An avowed opponent of reproductive rights, Barrett called Roe v. Wade a “judicial fiat,” stating, “The framework of Roe essentially permitted abortion on demand, and Roe recognizes no state interest in the life of a fetus.” As a judge on the Court of Appeals, she wanted to rehear a case that could limit the right to a pre-viability abortion, sought to overturn Supreme Court precedent allowing states to regulate protestors who block abortion access, and voted to require that parents of girls under 18 be notified before abortions are performed. She has also opposed access to contraception under the Affordable Care Act as “an assault on religious liberty.”

Barrett has consistently sided with corporations over workers. She voted to restrict enforcement of laws against age discrimination, sought to limit the power of federal agencies to hold accountable companies that lie to consumers, and cut back on the rights of consumers against predatory debt collectors.

Like her mentor Antonin Scalia, for whom she served as a law clerk, Barrett considers herself to be a “textualist” and an “originialist.” That means she claims to rely on the specific meaning of words in statutes and divines the intent of the founders when they drafted the Constitution. “But these words are abstractions,” Jeffrey Toobin wrote in the New Yorker. “In the real world, they operate as an agenda to crush labor unions, curtail environmental regulation, constrain the voting rights of minorities, limit government support for health care, and free the wealthy to buy political influence.”

Barrett once stated that a legal career is a means to an end “and that end is building the Kingdom of God.” Barrett is a member of the Catholic cult, People of Praise, which demands strict obedience from its adherents. Each male member of the cult is assigned a “head” and each woman is assigned a “handmaid” to make decisions about their lives. Coral Anika Theill, a former member of the same cult, told Amy Goodman on Democracy Now! about the abuse she suffered after she had a miscarriage, when she was “interrogated until wee hours of the morning and psychologically abused.” Theill likened the “cruelty and bullying” she experienced to The Handmaid’s Tale.

During Barrett’s contentious 2017 confirmation hearing for the Court of Appeals, Senate Judiciary Committee member Dianne Feinstein confronted the nominee, saying, “The dogma lives loudly within you.” Barrett’s religious priorities combined with her disdain for stare decisis (respect for Supreme Court precedent) make for a lethal combination if she joins the high court.
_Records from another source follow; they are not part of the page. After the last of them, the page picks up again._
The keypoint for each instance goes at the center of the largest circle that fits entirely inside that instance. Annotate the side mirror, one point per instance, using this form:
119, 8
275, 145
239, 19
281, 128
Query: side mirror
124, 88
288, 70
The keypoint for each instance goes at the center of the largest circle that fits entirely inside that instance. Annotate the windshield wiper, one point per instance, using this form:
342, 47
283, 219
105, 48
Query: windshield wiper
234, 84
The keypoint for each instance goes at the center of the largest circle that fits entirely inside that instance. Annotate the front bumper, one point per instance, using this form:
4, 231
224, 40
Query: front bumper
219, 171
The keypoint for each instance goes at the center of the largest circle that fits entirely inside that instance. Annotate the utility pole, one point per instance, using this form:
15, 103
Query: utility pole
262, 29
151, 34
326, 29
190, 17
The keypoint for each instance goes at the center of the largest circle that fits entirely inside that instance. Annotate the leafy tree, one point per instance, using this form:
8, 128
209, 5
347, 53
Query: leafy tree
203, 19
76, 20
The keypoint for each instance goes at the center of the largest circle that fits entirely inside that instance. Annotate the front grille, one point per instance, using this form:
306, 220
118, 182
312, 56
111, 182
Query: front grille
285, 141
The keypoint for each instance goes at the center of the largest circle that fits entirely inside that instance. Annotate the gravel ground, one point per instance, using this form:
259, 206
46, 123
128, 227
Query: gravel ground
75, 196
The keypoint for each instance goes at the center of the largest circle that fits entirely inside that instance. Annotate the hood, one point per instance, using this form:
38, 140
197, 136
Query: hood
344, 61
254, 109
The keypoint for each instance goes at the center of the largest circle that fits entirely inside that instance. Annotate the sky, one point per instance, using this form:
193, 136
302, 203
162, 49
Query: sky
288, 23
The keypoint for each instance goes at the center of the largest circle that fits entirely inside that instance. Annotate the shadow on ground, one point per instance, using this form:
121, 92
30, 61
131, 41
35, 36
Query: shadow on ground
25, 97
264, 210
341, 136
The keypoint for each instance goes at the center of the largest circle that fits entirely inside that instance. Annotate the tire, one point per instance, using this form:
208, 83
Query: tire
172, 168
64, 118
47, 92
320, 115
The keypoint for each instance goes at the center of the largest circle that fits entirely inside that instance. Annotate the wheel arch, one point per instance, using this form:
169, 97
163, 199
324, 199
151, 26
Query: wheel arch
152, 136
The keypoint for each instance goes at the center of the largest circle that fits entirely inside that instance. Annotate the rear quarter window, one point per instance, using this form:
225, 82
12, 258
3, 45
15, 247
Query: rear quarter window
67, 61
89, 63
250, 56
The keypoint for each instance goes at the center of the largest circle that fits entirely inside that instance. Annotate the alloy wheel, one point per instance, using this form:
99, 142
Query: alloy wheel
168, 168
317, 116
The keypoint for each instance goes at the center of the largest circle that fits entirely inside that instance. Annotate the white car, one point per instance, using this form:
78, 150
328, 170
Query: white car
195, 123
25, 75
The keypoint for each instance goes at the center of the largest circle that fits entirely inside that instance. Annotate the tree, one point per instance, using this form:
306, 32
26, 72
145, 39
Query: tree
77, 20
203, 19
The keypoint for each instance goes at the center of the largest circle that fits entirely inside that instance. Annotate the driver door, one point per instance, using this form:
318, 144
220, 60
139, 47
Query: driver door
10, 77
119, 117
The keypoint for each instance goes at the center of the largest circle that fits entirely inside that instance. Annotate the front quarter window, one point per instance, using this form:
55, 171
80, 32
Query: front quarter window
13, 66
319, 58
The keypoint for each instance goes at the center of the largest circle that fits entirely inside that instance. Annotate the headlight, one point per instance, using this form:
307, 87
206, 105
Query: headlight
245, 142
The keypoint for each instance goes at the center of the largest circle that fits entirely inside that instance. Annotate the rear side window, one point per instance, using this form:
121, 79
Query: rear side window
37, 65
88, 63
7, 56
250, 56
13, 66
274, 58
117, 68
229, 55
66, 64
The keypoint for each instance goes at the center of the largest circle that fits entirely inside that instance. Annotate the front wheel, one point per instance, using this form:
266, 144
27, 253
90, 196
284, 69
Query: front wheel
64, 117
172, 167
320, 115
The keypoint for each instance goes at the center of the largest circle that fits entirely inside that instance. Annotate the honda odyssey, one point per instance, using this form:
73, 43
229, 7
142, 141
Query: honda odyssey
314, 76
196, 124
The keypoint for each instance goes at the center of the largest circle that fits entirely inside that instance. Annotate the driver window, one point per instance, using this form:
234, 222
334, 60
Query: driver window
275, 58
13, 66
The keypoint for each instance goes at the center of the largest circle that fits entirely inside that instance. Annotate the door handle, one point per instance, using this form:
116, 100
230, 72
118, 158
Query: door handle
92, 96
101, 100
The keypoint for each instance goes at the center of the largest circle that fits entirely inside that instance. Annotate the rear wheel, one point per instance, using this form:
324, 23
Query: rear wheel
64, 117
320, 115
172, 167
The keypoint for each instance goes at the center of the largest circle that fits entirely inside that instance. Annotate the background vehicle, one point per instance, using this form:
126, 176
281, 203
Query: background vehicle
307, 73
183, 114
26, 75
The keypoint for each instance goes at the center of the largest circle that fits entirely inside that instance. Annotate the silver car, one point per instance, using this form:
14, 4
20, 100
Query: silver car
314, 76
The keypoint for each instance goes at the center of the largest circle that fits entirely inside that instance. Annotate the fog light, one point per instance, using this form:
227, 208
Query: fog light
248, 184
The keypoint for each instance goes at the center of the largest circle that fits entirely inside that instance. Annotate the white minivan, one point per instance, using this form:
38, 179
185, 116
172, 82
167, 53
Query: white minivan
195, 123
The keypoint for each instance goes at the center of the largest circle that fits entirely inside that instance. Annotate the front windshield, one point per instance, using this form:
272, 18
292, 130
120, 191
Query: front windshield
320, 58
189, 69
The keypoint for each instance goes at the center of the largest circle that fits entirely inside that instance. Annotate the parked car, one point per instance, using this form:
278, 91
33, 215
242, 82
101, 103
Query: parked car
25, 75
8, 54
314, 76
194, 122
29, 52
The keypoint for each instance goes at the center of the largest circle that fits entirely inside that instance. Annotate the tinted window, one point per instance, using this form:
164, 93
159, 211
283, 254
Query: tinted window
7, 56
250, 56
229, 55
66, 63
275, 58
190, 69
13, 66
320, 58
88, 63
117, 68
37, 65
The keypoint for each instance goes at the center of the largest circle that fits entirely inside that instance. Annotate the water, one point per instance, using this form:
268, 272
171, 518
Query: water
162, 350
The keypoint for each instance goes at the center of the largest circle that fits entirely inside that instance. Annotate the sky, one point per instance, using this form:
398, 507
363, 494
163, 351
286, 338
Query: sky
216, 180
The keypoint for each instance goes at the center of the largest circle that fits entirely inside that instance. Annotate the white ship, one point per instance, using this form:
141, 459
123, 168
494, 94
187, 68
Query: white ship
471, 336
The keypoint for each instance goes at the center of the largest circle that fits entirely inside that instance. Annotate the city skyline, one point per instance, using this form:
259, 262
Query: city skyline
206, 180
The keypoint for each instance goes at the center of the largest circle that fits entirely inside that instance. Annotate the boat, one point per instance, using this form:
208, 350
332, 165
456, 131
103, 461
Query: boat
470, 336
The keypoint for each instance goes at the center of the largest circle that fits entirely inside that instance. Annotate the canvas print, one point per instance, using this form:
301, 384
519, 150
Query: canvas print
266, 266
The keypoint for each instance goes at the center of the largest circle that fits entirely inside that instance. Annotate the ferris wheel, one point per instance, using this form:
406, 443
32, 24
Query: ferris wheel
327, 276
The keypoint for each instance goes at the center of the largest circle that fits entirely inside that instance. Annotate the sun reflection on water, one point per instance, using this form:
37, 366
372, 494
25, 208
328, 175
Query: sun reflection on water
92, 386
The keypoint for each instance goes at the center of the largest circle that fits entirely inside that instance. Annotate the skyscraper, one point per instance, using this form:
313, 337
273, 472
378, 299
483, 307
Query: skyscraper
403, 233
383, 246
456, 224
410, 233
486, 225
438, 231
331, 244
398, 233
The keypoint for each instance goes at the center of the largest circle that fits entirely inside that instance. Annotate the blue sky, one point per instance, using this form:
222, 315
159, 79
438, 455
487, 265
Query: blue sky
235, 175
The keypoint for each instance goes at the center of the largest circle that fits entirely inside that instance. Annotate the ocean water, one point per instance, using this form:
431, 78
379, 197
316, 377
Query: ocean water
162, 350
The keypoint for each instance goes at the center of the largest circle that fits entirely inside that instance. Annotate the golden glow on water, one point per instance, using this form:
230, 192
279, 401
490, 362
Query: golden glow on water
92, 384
If her nomination is confirmed by November 10, when the Supreme Court hears oral arguments about the fate of the Affordable Care Act, Barrett could provide a vote to strike down the law. In California v. Texas, the individual mandate, and indeed, the entire act, is on the chopping block. If the majority of the Court invalidates the mandate, it will then decide whether that part of the act is severable, which would mean the rest of the act remains in place.

The 48-year-old Barrett will likely provide a solid vote to strike down the Affordable Care Act and overrule Roe v. Wade. She will be a reliable “justice” for the radical right for decades.